Q&A with Alison M. Howard
IRS health coverage ruling helps protect from employer dumping
Q: What is employer dumping, and why might the IRS have been concerned?
A: Starting in 2015, the Affordable Care Act (ACA) will require large employers (those with 50 or more full-time employees) to offer health coverage to all of their employees or pay a nonprovision penalty of up to $2,000 per employee per year. Many employers already sponsor health coverage and make significant contributions to the cost of coverage that aren’t taxable to employees. Apparently, in response to the ACA mandate, and in an attempt to shift health costs to the government, some employers had planned to forgo providing health coverage, accept the penalty and encourage employees to obtain individual health insurance through an exchange with the carrot of a tax-free reimbursement of some or all of the premium costs. There was concern that this dumping into exchanges would erode the employer-based health system upon which the ACA is founded.

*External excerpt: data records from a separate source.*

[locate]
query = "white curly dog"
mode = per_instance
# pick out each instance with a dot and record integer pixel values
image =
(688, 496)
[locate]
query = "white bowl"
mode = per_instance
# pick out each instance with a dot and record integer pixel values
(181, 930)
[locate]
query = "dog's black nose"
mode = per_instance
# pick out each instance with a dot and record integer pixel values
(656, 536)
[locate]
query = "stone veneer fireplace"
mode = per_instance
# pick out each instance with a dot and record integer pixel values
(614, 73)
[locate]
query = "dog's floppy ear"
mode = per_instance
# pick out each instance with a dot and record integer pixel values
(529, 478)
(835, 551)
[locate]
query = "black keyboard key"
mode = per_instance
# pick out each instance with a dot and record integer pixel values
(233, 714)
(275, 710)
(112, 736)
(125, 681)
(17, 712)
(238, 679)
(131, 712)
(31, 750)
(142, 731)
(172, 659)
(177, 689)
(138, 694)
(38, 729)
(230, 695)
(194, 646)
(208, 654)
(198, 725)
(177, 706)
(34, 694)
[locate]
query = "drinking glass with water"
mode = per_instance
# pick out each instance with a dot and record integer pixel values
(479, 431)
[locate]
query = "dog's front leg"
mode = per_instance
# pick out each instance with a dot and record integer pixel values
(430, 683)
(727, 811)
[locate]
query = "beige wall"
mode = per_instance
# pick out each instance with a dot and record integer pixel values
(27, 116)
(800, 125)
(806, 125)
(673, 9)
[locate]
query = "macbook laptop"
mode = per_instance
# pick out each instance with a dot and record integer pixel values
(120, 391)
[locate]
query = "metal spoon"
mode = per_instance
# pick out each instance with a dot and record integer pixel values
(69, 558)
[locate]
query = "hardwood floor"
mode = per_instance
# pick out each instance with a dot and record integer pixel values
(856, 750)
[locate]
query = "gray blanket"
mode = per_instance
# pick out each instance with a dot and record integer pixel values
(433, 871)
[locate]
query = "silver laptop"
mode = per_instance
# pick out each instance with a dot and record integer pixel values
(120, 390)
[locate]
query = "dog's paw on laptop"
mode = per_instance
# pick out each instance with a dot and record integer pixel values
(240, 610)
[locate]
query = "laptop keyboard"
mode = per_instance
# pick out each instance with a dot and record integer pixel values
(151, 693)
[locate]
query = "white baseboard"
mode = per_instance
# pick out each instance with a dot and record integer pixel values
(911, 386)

Q: How does the new IRS ruling prevent employer dumping?
A: The ruling deincentivizes employers from sending employees to exchanges, rather than providing employer-sponsored health coverage, by penalizing an employer for making tax-free payments to employees to cover the cost of insurance obtained through an exchange. This payment arrangement, described as an employer payment plan, is deemed a group health plan. As such, the arrangement necessarily fails to satisfy ACA requirements since it can’t piggyback on the individual insurance obtained through the exchange to meet ACA standards. Accordingly, such a plan could be subject to a noncompliance excise tax of up to $100 per day per employee ($36,500 per year), which is even higher than the nonprovision penalty.
Q: What options still are available to employers who want to forgo coverage?
A: Employers still can forgo providing health coverage and pay the nonprovision penalty. However, if the employer intends to provide funds to its employees to buy health insurance through an exchange in order to avoid the dumping penalty, such funds would need to be in the form of compensation subject to income and employment taxes.